All the Lonely People. In 1966 the Beatles sang about those lonely people. Today, though, their plight continues. Many seniors are lonely, oh so lonely.
“Isolation and loneliness constitute the greatest health hazard for the aging,” said Bruce Frankel in “The Loneliness Epidemic, a presentation to the Certified Senior Advisors in December 2017.
Some startling stats from Frankel’s presentation:
- “Lonely people have a 50 percent greater chance of early death than those who are socially connected.”
- “Loneliness increases the risk of stroke by 32 percent, dementia by 64.9 percent.”
- “42.6 percent of seniors suffer from chronic loneliness caused by factors including a loss of social confidence and loss of friends and social contacts as their world shrinks.”
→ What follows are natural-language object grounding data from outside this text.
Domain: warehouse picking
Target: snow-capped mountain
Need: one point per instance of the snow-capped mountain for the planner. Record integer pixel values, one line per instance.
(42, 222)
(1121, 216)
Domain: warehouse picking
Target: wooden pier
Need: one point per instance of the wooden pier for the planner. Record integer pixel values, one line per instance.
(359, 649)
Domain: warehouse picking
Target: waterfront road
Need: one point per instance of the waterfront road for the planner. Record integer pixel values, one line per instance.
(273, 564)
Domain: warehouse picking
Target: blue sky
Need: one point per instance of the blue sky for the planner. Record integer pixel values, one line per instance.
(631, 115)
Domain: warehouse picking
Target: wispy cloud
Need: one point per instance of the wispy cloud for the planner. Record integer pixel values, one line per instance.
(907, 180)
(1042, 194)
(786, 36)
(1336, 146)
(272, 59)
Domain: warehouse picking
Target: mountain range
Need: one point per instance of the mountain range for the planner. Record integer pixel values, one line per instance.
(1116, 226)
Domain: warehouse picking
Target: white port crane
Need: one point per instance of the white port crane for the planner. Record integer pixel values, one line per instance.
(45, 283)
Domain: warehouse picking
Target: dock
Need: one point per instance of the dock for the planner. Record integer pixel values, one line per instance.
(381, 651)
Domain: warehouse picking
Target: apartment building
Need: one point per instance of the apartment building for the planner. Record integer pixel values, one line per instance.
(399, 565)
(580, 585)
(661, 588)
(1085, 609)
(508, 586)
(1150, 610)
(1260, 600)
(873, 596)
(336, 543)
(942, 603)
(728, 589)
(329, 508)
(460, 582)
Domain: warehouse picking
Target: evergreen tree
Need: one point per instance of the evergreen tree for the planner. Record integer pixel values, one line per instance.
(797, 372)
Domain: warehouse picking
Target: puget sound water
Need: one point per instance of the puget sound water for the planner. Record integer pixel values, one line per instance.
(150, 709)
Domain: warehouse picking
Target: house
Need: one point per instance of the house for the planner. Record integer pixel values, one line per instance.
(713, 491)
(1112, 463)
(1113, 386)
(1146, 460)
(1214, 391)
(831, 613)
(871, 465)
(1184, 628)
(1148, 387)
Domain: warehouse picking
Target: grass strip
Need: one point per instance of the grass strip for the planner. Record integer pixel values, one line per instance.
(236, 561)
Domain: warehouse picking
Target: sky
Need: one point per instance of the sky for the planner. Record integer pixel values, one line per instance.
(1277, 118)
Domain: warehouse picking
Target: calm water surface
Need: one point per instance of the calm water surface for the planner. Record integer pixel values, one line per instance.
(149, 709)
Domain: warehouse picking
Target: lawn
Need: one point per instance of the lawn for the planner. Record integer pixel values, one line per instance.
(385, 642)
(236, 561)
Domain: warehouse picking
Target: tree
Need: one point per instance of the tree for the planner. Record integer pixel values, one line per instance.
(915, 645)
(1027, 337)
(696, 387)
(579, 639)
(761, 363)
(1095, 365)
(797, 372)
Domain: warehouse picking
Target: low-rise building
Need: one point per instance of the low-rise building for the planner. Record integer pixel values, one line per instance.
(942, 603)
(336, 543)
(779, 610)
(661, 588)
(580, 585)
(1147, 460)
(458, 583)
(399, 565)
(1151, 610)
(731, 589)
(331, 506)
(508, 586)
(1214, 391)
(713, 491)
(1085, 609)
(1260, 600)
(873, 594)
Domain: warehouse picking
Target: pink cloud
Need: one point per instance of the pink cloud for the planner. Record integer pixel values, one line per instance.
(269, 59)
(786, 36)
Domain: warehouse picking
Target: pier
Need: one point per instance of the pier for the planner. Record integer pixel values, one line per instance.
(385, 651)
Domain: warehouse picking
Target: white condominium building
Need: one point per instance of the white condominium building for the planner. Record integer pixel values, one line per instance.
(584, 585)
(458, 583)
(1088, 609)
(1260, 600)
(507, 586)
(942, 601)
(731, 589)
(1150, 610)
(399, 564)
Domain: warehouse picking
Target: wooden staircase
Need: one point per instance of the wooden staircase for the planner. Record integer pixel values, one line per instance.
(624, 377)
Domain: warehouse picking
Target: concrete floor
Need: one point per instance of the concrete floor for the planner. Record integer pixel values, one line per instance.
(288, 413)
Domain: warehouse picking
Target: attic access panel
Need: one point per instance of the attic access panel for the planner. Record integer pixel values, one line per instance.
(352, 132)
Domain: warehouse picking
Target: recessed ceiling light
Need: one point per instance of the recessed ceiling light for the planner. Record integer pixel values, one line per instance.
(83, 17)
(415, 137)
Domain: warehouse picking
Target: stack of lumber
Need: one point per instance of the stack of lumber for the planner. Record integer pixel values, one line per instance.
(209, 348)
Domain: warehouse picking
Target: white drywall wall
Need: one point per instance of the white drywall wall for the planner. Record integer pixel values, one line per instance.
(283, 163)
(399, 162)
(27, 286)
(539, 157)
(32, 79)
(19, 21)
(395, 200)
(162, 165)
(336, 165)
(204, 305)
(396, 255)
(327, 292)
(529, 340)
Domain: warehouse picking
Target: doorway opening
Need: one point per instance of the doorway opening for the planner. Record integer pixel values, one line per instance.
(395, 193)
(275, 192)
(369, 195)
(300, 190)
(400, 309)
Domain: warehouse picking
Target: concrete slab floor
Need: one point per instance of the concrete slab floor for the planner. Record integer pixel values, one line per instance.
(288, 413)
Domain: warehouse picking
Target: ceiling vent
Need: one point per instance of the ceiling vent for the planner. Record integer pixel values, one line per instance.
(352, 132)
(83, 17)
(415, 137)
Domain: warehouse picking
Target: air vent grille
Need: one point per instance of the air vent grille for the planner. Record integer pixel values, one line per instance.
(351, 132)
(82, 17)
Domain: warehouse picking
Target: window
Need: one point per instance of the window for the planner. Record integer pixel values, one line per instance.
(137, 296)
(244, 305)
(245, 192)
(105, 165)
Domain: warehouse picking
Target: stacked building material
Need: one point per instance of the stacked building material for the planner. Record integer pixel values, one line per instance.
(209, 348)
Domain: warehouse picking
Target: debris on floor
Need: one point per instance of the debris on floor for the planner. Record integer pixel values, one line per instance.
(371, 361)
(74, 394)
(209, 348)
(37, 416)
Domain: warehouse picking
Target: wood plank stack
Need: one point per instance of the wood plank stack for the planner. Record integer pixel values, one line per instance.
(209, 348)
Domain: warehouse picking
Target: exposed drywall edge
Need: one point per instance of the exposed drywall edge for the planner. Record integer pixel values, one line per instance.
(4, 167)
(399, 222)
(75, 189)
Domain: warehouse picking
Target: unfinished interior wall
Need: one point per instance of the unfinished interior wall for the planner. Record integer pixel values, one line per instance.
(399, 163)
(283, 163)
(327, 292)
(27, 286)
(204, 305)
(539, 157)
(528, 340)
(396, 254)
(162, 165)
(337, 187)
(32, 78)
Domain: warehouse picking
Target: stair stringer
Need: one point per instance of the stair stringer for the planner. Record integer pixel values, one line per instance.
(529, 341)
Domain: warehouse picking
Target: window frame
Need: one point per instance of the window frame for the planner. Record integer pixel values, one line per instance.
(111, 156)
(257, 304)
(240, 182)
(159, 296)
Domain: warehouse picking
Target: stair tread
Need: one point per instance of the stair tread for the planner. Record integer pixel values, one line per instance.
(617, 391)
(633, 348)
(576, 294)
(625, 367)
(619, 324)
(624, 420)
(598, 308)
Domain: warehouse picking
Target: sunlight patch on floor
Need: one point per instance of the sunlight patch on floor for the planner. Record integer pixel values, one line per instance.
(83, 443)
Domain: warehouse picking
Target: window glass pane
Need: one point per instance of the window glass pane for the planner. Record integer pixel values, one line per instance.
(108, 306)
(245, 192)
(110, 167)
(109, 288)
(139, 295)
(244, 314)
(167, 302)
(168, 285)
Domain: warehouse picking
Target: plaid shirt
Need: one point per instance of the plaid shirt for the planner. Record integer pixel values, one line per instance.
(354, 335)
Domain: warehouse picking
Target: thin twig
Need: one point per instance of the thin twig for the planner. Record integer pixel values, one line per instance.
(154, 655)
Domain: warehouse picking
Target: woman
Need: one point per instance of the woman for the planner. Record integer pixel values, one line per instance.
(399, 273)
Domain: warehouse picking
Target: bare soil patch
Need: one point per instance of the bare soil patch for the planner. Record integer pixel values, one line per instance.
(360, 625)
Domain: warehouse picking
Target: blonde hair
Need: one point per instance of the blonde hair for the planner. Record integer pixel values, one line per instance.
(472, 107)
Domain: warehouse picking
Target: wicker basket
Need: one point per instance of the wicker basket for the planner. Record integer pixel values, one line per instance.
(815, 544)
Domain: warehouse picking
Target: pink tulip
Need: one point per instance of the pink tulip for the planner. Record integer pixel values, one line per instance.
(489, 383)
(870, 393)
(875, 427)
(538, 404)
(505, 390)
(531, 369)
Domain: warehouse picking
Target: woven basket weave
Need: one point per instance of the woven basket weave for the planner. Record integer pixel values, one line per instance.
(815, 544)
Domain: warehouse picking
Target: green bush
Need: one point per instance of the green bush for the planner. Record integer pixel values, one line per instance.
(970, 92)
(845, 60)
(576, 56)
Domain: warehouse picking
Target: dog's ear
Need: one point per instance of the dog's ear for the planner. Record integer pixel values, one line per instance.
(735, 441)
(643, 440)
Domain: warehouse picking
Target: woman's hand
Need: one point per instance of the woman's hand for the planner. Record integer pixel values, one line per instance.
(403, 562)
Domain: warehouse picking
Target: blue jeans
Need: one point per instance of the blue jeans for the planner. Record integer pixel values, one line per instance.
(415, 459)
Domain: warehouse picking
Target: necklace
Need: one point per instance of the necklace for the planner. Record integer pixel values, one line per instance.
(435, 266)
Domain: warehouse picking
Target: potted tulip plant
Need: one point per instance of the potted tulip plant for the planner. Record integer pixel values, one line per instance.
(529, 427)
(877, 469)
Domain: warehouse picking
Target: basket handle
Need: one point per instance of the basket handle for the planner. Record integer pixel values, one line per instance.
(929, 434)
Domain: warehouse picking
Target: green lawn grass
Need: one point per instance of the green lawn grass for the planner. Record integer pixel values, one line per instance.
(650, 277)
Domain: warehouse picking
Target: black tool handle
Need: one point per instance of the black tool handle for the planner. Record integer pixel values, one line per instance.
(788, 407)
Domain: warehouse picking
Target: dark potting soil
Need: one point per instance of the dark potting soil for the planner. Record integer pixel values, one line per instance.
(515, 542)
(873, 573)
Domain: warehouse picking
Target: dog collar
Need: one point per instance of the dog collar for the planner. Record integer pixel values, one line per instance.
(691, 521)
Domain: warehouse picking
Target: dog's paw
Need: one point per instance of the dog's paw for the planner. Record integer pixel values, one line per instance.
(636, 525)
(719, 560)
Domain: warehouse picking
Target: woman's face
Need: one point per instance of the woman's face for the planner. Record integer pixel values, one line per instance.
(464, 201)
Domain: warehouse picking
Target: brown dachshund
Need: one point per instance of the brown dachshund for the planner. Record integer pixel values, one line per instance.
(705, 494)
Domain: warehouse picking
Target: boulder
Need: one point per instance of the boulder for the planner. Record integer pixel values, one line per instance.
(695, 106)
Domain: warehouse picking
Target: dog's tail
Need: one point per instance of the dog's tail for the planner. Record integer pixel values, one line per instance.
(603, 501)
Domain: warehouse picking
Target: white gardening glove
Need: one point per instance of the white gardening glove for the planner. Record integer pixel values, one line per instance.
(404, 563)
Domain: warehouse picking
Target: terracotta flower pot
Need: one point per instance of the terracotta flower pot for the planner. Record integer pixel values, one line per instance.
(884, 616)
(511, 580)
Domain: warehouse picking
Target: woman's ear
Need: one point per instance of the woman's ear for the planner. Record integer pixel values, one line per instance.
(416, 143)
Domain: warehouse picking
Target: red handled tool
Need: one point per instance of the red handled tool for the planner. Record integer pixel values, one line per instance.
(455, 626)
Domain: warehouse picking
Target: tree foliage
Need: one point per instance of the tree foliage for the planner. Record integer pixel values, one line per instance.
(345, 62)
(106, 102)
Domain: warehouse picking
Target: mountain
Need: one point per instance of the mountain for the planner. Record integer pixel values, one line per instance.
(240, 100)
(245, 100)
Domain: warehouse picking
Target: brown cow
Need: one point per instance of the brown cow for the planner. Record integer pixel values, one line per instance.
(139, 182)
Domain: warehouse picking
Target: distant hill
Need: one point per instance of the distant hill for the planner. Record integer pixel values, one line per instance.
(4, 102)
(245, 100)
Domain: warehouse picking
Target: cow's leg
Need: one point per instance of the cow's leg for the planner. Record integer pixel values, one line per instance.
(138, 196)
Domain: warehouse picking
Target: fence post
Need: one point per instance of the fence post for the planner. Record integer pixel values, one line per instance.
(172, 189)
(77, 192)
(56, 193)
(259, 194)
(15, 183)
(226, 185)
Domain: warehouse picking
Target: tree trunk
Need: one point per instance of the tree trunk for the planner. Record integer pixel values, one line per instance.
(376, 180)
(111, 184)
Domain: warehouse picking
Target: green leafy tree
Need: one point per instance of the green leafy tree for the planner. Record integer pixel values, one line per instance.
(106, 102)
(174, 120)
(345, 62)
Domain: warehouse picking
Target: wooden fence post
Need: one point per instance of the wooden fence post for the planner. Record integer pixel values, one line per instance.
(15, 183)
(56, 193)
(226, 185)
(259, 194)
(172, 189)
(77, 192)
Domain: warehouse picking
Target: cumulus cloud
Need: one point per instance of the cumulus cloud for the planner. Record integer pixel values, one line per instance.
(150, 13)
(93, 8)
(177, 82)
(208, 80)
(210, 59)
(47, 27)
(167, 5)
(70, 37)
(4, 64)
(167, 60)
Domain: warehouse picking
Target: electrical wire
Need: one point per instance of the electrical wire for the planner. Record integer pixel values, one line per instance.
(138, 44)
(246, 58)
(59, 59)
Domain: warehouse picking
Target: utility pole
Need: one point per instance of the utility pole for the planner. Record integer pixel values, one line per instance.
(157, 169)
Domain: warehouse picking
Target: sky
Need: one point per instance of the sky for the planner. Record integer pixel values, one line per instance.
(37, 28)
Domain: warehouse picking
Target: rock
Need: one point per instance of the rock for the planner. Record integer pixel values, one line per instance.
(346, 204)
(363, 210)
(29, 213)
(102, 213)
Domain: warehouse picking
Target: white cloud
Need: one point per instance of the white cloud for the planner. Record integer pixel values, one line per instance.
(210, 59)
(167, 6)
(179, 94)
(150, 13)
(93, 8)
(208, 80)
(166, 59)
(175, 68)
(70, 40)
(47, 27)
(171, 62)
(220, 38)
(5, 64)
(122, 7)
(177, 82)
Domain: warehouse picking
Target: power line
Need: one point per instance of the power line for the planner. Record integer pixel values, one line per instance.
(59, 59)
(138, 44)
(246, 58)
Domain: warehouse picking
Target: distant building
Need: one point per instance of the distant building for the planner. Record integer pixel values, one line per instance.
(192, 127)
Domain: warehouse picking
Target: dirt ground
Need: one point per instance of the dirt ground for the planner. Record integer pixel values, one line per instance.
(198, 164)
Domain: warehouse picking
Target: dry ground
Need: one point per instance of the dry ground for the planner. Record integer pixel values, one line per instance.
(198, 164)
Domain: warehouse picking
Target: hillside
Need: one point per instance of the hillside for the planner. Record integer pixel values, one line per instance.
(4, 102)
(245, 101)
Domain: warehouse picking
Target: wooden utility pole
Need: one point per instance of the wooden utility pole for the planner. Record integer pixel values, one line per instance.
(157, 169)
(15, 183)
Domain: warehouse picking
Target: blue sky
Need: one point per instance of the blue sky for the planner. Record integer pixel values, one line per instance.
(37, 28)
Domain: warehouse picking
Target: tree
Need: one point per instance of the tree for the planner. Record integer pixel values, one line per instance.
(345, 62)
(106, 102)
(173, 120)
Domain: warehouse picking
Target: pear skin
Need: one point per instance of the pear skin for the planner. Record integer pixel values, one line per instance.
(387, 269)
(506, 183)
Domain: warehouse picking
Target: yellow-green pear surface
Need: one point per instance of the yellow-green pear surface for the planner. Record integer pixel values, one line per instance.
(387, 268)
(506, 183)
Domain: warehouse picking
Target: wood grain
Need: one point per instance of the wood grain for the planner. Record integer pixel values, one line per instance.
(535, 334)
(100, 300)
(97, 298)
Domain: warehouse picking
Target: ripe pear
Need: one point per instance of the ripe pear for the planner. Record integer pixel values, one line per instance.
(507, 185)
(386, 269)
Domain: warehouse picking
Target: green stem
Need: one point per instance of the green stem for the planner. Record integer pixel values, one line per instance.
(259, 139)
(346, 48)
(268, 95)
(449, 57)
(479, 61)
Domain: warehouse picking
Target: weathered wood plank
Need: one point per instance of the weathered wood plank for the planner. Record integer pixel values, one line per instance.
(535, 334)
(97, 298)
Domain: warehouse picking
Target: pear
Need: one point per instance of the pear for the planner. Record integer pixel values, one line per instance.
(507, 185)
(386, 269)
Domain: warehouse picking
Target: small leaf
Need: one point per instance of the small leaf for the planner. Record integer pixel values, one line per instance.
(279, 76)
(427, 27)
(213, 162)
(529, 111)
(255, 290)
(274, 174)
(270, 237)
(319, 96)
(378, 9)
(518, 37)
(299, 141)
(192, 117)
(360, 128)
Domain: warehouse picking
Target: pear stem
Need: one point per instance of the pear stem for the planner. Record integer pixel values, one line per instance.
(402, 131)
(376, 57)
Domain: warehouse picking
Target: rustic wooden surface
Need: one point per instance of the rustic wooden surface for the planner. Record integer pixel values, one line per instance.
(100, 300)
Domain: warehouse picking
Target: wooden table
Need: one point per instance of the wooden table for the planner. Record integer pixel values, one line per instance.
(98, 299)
Loneliness has been with us since the dawn of time. For me that sense of isolation and loneliness hit hard many years ago with a phone conversation with a woman named Dorothy.
“Alice, it’s so good to hear your voice.” Interesting. No one had ever used those words to describe my voice.
She continued: “Believe it or not, I haven’t heard a voice from anyone in person or on the phone in 45 days.”
Forty-five days? Dorothy was 75 years old. She had a son who lived two states away. Dorothy said, “He’s busy with work and with his family. I miss him, though.”
Forty-five days? For me, that was hard to believe. I’d met her several years before, but today her memory is still fresh in my mind. I picture Dorothy in younger years with her flashy silk moo moo dresses, her wig styled in golden curls, and sporting crimson lipstick. She had mentored me in writing and speaking, giving me books and doling out advice. We had attended a writer’s group together. I drove to her home, where we switched cars so I could drive her big boat of a car to the meeting. Fun memories. Lasting memories.
Now, though, things were different. Besides being a friend, I was a writer. I put on my writer’s hat and asked some questions.
- Was she eating well? Yes, between take-out and a hired cook, she was getting by.
- What about housecleaning? Someone did that once a week.
- Was she getting out? No. That was a biggie.
- Was she able to go to the doctor’s? A cab took her there
She had some health issues: diabetes, severe arthritis, and congestive heart failure. Driving was out of reach. She was lonely, very lonely.
We talked about small things: kids, pets and such. When I hung up I vowed not to let that many days lapse before I called her. I did phone her more often but not enough.
Dorothy was well taken care, in many ways, compared the many lonely people we see around us.
Still, forty-five days is too long. Now that so many years have passed, I understand Dorothy better. The sound of a voice, a familiar one, is key to helping keep loneliness at bay.